I left it due to harvest phoned no reply so phoned on an unrecognised phone she picked up so i could see where this was going , shouted screamed and put the phone down but i never had chance to mention both calls after getting the impression i was going to be welched on i had with her were recorded with it clear as xmas that the x amount mentioned etc.

I really dont give a ??ck about the bales but lied too and welchd on i do so given the fact i have it clear as day whats been said by her i feel slighty peed off but in a position she should pay the amount i would have paid to charity , what would others do , thanks

Why would you expect to do a done deal with somebody who never had the authority to do a deal in the first place?
The clue is in, quote, "I'll have to check with the family"
Next time.
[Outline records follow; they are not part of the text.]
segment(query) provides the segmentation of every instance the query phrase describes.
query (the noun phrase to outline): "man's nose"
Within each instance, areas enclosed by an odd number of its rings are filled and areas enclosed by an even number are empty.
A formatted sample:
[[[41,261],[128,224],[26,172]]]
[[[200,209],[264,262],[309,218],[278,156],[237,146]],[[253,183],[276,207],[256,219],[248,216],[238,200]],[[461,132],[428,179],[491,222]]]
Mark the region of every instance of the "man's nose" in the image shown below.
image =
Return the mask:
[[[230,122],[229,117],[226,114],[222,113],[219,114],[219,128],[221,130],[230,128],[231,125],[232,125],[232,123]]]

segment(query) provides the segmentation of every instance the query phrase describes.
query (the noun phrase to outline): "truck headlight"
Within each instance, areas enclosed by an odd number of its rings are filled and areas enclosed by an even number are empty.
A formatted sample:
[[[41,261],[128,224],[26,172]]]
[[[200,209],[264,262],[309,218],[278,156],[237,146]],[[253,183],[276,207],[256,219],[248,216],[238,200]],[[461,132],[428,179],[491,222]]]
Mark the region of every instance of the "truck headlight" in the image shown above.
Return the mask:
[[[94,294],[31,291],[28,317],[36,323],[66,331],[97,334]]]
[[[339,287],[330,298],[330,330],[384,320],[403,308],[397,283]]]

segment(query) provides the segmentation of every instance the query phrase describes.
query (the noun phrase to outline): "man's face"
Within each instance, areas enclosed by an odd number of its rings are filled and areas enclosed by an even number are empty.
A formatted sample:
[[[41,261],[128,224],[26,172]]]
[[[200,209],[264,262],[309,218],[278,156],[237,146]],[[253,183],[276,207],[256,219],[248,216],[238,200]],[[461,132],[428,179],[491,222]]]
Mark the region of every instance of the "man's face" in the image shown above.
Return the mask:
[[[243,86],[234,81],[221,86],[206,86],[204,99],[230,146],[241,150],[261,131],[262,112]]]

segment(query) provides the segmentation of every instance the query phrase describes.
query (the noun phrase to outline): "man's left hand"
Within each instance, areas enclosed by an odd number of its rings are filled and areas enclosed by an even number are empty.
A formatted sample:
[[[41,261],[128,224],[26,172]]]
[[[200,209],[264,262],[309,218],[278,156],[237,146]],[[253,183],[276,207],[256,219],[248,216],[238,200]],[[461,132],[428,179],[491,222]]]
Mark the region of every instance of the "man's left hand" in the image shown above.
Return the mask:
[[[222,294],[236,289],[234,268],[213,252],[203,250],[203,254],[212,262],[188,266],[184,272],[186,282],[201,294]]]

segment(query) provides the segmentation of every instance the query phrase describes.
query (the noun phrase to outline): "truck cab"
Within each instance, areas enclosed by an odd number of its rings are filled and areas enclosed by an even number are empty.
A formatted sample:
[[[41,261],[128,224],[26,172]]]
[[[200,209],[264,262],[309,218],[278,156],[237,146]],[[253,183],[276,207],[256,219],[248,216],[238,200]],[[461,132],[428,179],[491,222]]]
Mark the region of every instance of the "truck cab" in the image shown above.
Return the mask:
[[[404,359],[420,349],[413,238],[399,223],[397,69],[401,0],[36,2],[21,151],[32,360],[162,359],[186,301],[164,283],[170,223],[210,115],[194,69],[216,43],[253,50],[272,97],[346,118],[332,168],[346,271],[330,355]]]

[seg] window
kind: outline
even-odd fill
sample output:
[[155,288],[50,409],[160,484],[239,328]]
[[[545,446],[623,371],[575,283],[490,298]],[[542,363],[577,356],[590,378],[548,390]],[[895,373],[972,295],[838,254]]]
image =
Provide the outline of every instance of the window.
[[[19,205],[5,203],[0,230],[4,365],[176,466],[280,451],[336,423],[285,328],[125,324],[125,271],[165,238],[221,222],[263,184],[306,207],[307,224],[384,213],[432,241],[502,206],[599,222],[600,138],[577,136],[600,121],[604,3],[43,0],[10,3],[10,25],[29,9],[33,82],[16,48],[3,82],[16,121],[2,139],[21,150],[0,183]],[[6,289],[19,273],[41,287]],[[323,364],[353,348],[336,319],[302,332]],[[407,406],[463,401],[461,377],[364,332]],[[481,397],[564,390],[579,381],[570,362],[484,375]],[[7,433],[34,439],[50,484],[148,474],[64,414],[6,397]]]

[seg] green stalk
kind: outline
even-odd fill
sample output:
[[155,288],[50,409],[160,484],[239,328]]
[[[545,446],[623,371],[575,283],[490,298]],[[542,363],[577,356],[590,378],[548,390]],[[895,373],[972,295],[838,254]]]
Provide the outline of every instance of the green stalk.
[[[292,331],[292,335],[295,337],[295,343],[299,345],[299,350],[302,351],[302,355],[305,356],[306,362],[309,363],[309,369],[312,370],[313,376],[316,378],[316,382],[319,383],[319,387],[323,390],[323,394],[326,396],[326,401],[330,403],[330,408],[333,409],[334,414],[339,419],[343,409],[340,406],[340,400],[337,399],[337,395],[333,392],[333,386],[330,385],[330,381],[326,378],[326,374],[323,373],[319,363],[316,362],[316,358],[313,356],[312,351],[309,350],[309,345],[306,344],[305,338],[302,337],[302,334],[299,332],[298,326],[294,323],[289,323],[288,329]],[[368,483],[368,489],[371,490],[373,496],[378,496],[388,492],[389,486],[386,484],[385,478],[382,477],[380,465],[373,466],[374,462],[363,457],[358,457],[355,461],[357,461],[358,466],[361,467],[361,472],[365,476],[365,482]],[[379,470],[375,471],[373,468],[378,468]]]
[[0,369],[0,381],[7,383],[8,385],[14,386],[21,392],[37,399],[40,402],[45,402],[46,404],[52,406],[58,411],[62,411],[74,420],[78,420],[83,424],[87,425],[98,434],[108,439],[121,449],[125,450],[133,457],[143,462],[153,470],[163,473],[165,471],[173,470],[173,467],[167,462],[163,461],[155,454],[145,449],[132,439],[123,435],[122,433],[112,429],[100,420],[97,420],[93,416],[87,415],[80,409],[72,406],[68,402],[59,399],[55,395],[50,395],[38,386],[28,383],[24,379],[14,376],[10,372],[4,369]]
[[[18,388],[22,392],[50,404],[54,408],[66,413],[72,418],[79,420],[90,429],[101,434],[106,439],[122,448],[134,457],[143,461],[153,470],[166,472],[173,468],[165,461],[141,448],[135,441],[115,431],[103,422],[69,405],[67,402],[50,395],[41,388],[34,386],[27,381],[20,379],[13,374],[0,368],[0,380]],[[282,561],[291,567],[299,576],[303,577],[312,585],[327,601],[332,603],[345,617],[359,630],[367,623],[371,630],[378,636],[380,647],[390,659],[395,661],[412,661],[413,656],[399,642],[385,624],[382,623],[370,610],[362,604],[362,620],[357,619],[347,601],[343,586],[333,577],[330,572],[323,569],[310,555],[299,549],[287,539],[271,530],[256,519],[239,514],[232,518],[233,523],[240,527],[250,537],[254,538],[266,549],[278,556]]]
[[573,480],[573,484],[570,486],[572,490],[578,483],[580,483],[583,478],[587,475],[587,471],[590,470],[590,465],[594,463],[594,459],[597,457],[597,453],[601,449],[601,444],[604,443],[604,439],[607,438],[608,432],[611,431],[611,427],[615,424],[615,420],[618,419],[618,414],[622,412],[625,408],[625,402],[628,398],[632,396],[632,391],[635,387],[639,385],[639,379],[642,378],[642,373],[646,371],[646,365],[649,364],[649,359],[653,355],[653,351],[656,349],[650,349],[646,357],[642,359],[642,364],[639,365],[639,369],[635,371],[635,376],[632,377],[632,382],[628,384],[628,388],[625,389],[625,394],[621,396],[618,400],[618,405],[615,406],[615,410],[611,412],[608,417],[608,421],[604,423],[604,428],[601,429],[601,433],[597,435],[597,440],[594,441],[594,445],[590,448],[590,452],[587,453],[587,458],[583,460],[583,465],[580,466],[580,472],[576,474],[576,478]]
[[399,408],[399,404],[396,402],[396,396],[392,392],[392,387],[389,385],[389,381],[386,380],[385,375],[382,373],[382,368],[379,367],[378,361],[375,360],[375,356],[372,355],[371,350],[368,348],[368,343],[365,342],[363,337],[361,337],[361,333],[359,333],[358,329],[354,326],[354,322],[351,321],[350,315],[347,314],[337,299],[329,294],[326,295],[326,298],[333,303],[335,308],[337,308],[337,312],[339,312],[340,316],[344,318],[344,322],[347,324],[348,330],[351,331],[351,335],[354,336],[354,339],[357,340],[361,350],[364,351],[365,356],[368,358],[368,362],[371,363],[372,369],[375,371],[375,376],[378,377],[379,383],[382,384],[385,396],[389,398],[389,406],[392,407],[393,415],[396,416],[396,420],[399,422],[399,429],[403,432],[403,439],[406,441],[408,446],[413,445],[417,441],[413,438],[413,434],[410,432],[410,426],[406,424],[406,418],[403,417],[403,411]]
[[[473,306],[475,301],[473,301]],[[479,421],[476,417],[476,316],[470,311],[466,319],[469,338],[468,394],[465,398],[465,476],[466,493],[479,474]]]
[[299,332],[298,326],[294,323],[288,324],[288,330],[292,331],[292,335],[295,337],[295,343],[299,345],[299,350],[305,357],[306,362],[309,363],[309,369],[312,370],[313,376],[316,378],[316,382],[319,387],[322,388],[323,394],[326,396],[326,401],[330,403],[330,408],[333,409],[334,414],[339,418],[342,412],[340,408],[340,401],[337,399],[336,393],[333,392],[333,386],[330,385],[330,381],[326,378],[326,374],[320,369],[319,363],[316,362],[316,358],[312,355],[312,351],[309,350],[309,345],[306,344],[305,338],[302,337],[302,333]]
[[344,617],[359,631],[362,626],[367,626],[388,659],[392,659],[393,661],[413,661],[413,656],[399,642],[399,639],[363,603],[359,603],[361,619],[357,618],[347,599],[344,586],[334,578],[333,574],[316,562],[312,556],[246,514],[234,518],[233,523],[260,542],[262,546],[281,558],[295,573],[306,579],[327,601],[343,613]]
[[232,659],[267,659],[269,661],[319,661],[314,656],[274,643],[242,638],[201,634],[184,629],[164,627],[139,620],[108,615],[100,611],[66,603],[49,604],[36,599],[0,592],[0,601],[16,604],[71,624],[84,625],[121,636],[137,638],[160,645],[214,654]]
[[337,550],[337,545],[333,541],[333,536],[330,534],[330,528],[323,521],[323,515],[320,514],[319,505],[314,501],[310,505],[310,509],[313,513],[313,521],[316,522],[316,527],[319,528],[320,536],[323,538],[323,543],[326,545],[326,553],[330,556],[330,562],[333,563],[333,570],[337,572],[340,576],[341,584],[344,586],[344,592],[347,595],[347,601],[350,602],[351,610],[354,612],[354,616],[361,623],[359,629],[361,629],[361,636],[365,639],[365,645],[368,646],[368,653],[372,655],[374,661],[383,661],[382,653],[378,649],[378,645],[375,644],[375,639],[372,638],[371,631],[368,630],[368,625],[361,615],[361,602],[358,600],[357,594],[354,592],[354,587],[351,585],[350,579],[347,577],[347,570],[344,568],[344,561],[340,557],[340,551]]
Talk to the organ grinder first.
 

Walterp

Member
Location
Pembrokeshire
Why would you expect to do a done deal with somebody who never had the authority to do a deal in the first place?
The clue is in, quote, "I'll have to check with the family"
Next time. Talk to the organ grinder first.
Lots of examples.

The farmer's son who placed a 'for sale' ad for the family farm in the local paper, before checking with his parents that they actually wanted to sell it and move (they didn't - they just said they did). The first the parents knew was when the mother opened the newspaper - it certainly gave her a shock to see her farm on the market...

I was once told that a neighbour had agreed to rent my place - it was the first I'd heard of it.

The OP is no doubt decent, but he needs to get out more.

It is a wide and wicked world.
 

caveman

Member
Location
East Sussex.
What crap you talk.
The 'small band of remoaners' spoke for a nats dick less than half the population!
Look at the gnashing of teeth about paying a bit more for some straw FFS!
A hard Brexit stands to make the price of straw insignificant.

Wrong.
The remoaners speak for just a tad over of a third of the electorate.
 

Walterp

Member
Location
Pembrokeshire
The 13 million who didn't vote, didn't care which way the vote went and were prepared to accept the result, however slim the margin.
That's a great point in favour of a final say on what the proposal actually looks like, of course.

It is very difficult to make a convincing case to damage the country on the say-so of a third of the electorate. The other two thirds may have very definite views; hence the self-evident problems, and unforeseen and unintended consequences.